The Diagnostic and Statistical Manual of Mental Health Disorders defines fear as an emotional response to a real or perceived imminent threat, whereas anxiety is the anticipation of future threats. Often, fear and anxiety overlap and are quite similar, so one might confuse fear with having an anxiety disorder. This could lead to unnecessary treatments and medications in addition to unwanted stress for the person experiencing it and their loved ones if not properly identified. If you have worries about your mental health, seeing a professional is always the first and foremost important thing to do.

Fear, or distress, is usually caused by an immediate danger. Other times, it can be the thought or anticipation of something real happening in the nearer or distant future. The feeling fades after the threat isn’t present anymore.
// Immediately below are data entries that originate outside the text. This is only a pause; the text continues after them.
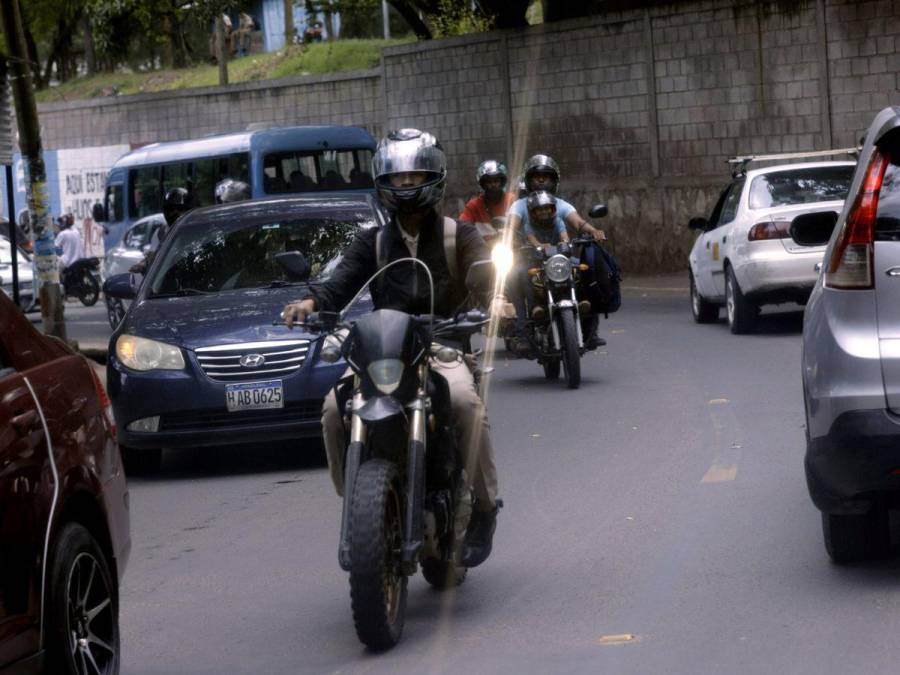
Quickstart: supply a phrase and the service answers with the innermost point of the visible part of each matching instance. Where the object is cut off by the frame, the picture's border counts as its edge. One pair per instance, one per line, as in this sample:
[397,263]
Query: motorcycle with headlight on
[406,500]
[555,337]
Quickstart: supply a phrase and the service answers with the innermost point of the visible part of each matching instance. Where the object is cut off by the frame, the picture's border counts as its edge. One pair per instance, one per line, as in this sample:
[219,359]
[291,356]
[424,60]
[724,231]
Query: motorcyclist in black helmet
[176,203]
[410,172]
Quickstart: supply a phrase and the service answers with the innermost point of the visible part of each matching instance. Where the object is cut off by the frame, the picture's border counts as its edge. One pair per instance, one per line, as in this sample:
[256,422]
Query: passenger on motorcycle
[410,173]
[541,172]
[493,202]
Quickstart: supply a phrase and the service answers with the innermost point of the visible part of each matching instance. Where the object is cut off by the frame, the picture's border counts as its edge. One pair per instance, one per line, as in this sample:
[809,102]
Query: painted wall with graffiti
[76,179]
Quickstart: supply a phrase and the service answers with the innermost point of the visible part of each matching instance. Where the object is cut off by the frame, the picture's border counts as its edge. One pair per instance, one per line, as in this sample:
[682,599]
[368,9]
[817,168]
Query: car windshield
[801,186]
[226,257]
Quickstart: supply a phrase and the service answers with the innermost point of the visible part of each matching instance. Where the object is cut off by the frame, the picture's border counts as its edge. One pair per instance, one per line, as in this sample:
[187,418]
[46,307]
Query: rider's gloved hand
[296,312]
[502,308]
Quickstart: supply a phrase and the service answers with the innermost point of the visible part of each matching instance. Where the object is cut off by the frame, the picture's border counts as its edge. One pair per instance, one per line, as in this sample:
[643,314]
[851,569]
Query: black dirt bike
[406,501]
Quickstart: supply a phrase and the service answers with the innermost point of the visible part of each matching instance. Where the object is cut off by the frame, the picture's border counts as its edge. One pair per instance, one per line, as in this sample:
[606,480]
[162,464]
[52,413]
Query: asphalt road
[664,501]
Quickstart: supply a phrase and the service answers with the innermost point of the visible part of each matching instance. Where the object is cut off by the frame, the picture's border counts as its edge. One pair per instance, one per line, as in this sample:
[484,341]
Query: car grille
[280,357]
[206,420]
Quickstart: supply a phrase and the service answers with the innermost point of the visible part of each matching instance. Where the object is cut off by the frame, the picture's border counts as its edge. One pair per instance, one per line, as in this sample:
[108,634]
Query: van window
[176,175]
[887,218]
[145,198]
[115,203]
[317,171]
[209,171]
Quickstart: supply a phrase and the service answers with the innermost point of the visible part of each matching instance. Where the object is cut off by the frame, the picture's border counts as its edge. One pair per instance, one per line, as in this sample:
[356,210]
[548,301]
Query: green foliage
[317,58]
[457,18]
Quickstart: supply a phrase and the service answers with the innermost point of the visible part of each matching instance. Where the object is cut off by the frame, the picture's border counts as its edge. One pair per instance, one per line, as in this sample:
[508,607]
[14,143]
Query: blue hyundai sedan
[197,360]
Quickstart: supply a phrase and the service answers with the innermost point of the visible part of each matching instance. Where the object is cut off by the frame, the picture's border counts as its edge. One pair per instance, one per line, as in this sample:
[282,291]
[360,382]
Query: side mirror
[701,224]
[480,277]
[813,229]
[120,286]
[295,264]
[98,213]
[598,211]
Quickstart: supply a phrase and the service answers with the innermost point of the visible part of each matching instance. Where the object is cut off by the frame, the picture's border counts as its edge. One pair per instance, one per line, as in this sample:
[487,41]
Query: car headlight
[502,257]
[386,374]
[558,269]
[142,354]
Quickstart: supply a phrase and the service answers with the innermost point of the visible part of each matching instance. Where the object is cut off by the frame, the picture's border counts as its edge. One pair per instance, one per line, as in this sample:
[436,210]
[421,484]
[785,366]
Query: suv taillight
[770,229]
[105,403]
[851,263]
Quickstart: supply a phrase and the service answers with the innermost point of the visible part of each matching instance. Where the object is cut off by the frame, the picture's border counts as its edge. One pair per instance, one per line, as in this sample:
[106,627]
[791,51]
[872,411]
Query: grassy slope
[324,57]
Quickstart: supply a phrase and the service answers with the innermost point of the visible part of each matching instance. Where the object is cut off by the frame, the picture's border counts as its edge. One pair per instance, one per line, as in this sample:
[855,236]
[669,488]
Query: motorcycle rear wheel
[377,584]
[88,289]
[571,357]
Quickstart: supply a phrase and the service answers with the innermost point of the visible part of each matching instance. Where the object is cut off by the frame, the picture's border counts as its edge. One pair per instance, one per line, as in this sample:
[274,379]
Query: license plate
[254,395]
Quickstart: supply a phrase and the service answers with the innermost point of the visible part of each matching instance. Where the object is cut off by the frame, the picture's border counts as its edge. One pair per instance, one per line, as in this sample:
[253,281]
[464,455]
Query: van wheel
[703,311]
[741,312]
[856,537]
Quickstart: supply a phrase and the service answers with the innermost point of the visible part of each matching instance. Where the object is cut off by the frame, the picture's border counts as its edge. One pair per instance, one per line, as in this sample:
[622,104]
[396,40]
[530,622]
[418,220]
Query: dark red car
[64,525]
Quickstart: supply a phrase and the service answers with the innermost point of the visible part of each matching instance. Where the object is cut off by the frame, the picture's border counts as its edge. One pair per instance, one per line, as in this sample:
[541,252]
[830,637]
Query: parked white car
[27,301]
[744,257]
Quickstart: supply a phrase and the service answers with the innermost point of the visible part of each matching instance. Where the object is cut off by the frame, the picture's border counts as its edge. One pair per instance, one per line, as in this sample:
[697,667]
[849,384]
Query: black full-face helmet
[541,209]
[176,202]
[541,164]
[409,151]
[491,168]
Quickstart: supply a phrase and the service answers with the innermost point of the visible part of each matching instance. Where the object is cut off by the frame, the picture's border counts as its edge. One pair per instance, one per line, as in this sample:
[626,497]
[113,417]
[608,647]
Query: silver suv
[851,354]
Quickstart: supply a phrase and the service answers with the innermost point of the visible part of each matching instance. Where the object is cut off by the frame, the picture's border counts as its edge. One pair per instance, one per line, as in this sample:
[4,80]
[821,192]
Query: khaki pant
[469,420]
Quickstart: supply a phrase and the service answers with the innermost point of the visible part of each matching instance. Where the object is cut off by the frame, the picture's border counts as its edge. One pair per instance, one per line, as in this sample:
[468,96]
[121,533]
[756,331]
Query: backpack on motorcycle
[601,283]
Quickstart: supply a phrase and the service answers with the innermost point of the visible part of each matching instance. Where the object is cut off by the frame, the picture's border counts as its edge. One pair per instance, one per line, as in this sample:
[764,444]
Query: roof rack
[739,164]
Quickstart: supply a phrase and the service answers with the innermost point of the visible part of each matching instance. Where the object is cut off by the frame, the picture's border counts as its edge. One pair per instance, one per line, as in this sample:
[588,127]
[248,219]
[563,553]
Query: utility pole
[288,23]
[221,53]
[42,226]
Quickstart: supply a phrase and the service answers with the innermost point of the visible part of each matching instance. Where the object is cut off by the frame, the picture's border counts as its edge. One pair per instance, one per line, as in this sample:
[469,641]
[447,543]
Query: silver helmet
[491,168]
[409,151]
[540,164]
[229,190]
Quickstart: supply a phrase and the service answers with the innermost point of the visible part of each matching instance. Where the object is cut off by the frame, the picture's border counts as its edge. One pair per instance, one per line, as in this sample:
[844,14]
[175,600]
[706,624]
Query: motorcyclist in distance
[410,173]
[493,201]
[176,203]
[541,172]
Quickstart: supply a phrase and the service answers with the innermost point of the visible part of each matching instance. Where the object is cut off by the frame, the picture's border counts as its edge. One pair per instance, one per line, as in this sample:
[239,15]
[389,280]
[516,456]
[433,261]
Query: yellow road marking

Anxiety, on the other hand, is a condition in which the brain thinks everything is a threat and functions accordingly by sending signals of alarm and panic even when it shouldn’t. It is an excessive or irrational amount of worry that tends to take control of one’s life in most cases. What makes it different is the fact that it usually does not have a direct source. It either emerges from one’s thoughts and imagination instead of an actual danger or is triggered spontaneously.

Anxiety doesn’t go away easily and significantly affects sleep, eating habits, work, and relationships. It causes functional impairment, making the person unable to work or sometimes speak while having an episode. This is because the excessive stress hormones focus one’s attention on whatever thought is making them anxious. They also differ in terms of management. Distress can be controlled or at least minimized by breathing techniques, internal or external reassurance, etc.

in the short term, and learning stress management, meditational, and time management skills in the long term. These methods can help ease the symptoms of anxiety. Think of them like the supplements you take besides your regular treatment. But the underlying condition still needs to be treated by a psychologist or psychiatrist since it is a disruption to mental health and daily life. So, if you can’t be sure if what you’re feeling is an anxiety disorder or stress, take time to closely study your feelings and be able to know which is which and what triggers them. In the meantime, take care of yourself by practicing meditation and self-care. Don’t be afraid to reach out for help since there are trained professionals waiting to help you and people struggling with their mental health.

In summary, it’s crucial to recognize that anxiety and panic attacks are not indicators of weakness but rather a testament to the remarkable resilience of our minds and bodies. They serve as a reminder of the deep connection between our thoughts and our physical reactions. Furthermore, they underscore the significance of tending to our mental and emotional well-being, just as we would attend to our physical health.

Keep in mind that if you or someone you know is facing challenges with anxiety or panic attacks, you are not alone. Assistance is accessible, and recovery is achievable. With the appropriate resources, techniques, and encouragement, the path to handling anxiety and regaining a life characterized by tranquility, equilibrium, and strength is attainable. I have faith in you, and I am confident that you can overcome this.